Explain with suitable examples the complementary factors in inheritance


From Mendel’s experiment on heredity, it was concluded that, there is an unit or factor responsible for every character. The factor later described as genes inherit in mendelian fashion and one gene carry a particular character which can exhibit its phenotypic expression of its own. In post Mendelian experiments it was found that a gene or genes have many fold effects i.e. a single gene can exhibit several phenotypic expression or a single character may results from the interaction of several true. Bateson and Punnett (1905-1908) demonstrated that characters or a trait is governed by the interaction of two or more genes or the phenotypic expression of a trait depends on the combined action of many genes. In such cases normal phenotypic ratio 1:3 or 9:3:3:1 can be modified into various proportions. The modifications are called neo-mendelism or gene interactions.

There are several types of interaction factors which results in the modification of normal phenotypic ratio into 9:7 or 9:3:4 or 12:3:1 or 13:3 or 15:1 etc.

Complementary factors (9:7):-

It has been found that certain characters are produces by interaction of two genes inherited from parental generation. These genes are said to be as complementary genes when these are located on separate gene loci, which inter act to produce a particular or phenotypic trait. But neither of the genes have their phenotypic expression of its own. They could not be expressed phenotypically in the absence of the other. In absence of one or both the genes produce recessive or alternative character. Here the genes are called complementary genes.

Example 1: –

W.Bateson and R.C. Punnett (1904) worked on Lathyrus odoratus (Sweet pea) to explain the phenomenon of complementary interaction factors. They selected two true breeding varieties of white flowered sweet pea plants with genotype “CCrr” and “RRcc” respectively. They made artificial crosses between two. In F, generation all red flowered plants were obtained with genotype “CcRr”.


In F2 the F1 plants were subjected to be self pollinated. In F2 it was found that the off springs resulted in the ratio of 9:7. Out of 16, 9 showed phenotypically red flower and 7-appeared as phenotypically white.

F1 Generation:-

Parental type- White flowered x White flowered


(CCrr) (RRcc)

F1 generation: – All Red flowered


F1– gametes: – CR, Cr, cR, cr


F2– Generation: (checker board)


From above experiment it is to be noted that red flowered plants with both complementary “C” and “R” were in 9 off springs. Whereas white flowered plants in which either of the complementary gene “C” or “R” is present are seven in number.

The above checker board shows that red coloration of flower is due to interaction of two complementary factors “C” and “R” The white coloration of flower is due to lacking of either :C” or “R” gene in the genotype of the individual. In F, generation plants with both “C” and’ “R” genes are present together which exhibit the Red Coloration due to the phenotypic expression of the dominant “R” gene along with complementary “C” gene.

Therefore the phenotypic expression is modified from 9:3:3:1 into 9:7.


This surprising result was understood by analyzing the mechanism of color production in flowers Colour in flowers is produced by anthocyanin pigment. Here the gene ‘C’ is responsible for production of enzyme that catalyses the necessary chemicals for production of an intermediate complex in pigment formation. Whereas gene ‘R’ is responsible for production of enzyme which catalyses the intermediate colorless complex into the colour producing pigment anthocyanin. Therefore both ‘C’ gene and ‘R’ gene have their combined effect in production of anthocyanin pigment. But alone ‘C’ gene or ‘R’ gene cannot help in production of anthocyanin pigment.

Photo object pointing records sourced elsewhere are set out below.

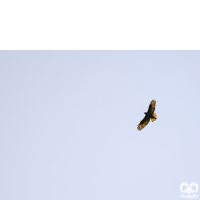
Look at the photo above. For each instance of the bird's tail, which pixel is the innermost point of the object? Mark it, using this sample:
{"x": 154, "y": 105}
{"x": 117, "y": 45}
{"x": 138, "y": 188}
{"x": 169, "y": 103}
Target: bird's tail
{"x": 155, "y": 117}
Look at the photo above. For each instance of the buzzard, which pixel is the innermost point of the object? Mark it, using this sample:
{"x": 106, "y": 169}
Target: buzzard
{"x": 148, "y": 115}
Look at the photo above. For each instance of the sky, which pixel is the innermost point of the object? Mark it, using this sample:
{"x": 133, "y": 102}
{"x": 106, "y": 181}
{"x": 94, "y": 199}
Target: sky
{"x": 68, "y": 124}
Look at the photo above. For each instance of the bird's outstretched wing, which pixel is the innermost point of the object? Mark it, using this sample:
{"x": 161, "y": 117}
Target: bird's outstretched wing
{"x": 143, "y": 123}
{"x": 152, "y": 107}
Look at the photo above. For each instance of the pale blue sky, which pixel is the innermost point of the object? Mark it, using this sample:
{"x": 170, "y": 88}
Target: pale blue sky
{"x": 68, "y": 124}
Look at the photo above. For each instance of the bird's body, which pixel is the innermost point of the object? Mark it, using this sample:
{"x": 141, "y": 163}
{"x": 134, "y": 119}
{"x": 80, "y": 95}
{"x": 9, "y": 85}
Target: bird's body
{"x": 148, "y": 115}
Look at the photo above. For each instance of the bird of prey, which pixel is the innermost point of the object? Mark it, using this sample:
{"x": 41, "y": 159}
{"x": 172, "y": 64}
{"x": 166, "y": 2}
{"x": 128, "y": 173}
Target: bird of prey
{"x": 148, "y": 115}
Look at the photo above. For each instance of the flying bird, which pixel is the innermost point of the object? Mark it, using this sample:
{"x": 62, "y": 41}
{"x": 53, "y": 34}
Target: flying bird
{"x": 148, "y": 115}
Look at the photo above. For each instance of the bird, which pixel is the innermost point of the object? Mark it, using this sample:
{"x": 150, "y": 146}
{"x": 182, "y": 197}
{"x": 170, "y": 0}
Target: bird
{"x": 148, "y": 115}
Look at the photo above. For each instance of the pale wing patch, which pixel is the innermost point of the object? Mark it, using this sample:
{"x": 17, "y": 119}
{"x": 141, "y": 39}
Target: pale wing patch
{"x": 141, "y": 126}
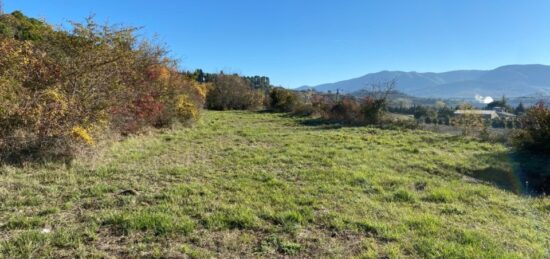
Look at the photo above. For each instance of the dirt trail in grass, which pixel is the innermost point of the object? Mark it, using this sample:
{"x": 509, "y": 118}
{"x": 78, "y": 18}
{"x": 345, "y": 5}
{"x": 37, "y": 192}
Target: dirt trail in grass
{"x": 251, "y": 184}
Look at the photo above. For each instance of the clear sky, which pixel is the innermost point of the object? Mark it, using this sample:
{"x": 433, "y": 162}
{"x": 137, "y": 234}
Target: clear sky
{"x": 308, "y": 42}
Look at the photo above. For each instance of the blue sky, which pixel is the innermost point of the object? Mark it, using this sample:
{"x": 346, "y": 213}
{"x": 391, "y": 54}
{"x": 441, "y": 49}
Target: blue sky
{"x": 307, "y": 42}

Emerson and others explained the complementary factor in inheritance of seed colour in maize. In Indian corn varieties some individual variety, there is colourless seed and some bear purple colored seeds due to presence of anthocyanin pigment in aleurone layer and some others have seeds of white color production of anthocyanin pigement is due to interaction of two-non allelic dominant genes. both influencing the colour production. But absence of any one of the dominant gene results in the production of white seeds. Here two genes are said to be complementary to each other. According to Emerson. Production of pigment controlled by a different enzyme influenced by separate dominant gene. It has been observed that absence of any one of the these genes resulted in not production of the enzymes, which causes the inhibition of the step controlled by that particular enzyme and anthocyanin pigment is not produced causing the colourless in seeds.

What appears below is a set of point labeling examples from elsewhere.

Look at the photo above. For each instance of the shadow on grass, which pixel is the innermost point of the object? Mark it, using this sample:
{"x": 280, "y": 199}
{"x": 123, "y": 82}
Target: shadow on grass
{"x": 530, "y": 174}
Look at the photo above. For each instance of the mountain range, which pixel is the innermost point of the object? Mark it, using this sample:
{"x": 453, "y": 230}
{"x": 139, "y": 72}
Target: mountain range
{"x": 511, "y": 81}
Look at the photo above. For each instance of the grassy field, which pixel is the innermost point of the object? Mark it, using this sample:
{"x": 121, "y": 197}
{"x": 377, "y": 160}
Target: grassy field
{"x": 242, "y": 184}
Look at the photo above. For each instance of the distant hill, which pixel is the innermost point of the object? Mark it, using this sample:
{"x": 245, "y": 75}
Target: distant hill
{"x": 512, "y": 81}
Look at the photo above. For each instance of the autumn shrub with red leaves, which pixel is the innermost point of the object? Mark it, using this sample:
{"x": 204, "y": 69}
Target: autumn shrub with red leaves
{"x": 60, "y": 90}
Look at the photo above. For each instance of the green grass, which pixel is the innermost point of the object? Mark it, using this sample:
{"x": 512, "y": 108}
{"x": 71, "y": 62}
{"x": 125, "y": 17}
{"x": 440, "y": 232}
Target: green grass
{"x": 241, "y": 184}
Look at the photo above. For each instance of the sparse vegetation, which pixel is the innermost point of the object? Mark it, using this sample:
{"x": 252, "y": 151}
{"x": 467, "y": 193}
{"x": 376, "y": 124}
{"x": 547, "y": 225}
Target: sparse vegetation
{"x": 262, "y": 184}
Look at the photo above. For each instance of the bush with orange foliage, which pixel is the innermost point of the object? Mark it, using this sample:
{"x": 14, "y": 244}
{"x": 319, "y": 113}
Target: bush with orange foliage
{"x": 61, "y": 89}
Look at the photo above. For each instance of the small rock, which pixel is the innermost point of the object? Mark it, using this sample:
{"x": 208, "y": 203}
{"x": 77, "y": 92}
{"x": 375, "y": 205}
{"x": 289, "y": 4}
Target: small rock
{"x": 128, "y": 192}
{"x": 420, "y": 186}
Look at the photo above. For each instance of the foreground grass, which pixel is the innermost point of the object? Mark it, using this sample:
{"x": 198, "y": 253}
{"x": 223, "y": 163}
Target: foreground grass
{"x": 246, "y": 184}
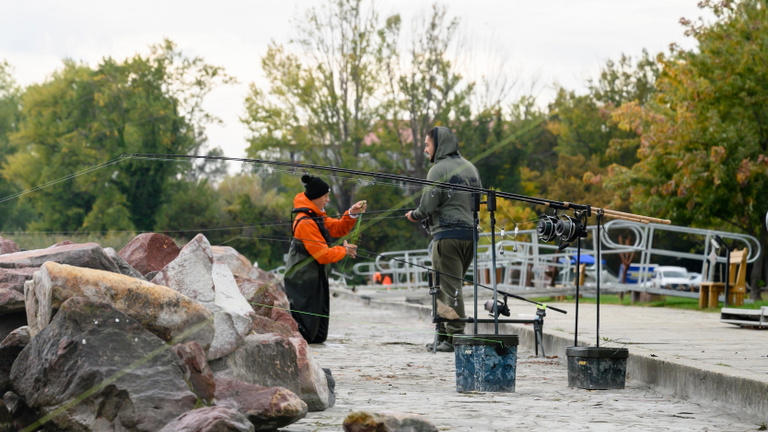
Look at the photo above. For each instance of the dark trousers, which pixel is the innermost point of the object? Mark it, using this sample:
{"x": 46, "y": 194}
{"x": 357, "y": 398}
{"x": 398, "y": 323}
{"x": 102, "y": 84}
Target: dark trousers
{"x": 451, "y": 258}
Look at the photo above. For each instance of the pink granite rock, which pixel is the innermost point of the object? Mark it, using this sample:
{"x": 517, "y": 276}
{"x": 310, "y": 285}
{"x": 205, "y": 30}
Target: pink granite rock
{"x": 149, "y": 252}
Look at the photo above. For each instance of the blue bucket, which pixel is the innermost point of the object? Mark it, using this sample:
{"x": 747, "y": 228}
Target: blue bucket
{"x": 485, "y": 362}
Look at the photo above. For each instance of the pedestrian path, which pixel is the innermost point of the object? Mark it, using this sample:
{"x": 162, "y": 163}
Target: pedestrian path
{"x": 681, "y": 353}
{"x": 377, "y": 355}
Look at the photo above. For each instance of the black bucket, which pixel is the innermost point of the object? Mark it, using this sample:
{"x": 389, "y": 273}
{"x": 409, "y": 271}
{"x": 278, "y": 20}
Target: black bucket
{"x": 485, "y": 362}
{"x": 597, "y": 368}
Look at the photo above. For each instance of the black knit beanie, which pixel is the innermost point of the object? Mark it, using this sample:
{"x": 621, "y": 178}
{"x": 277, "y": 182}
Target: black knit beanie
{"x": 433, "y": 134}
{"x": 314, "y": 187}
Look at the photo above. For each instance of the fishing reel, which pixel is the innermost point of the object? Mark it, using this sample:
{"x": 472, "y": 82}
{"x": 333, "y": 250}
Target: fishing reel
{"x": 565, "y": 228}
{"x": 501, "y": 307}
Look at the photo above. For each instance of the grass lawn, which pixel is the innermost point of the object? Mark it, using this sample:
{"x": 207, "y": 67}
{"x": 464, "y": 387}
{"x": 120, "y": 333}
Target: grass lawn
{"x": 665, "y": 301}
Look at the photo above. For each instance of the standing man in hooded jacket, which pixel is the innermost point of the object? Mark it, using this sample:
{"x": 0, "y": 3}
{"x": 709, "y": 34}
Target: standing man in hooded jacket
{"x": 306, "y": 277}
{"x": 448, "y": 214}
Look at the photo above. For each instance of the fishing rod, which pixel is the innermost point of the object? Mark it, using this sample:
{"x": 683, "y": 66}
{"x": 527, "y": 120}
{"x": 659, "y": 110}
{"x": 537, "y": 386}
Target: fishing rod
{"x": 557, "y": 205}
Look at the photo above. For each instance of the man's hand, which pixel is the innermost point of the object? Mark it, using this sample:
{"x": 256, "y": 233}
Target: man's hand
{"x": 358, "y": 207}
{"x": 351, "y": 249}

Suppose genes A and P interact to produce the purple colour By selfing of a purpled coloured variety which is heterozygous for the alleles of the genes A and P with genotype “AaPp” the joint action of these two genes can be explained. This heterozygous hybrid plant can be produced when two white parents. each homozygous dominant for separate genes are mated “AApp” X” aapp” The F phenotypic ratio in this cross comes to purple seeded and whitish seeded plants with ratio of 9:7.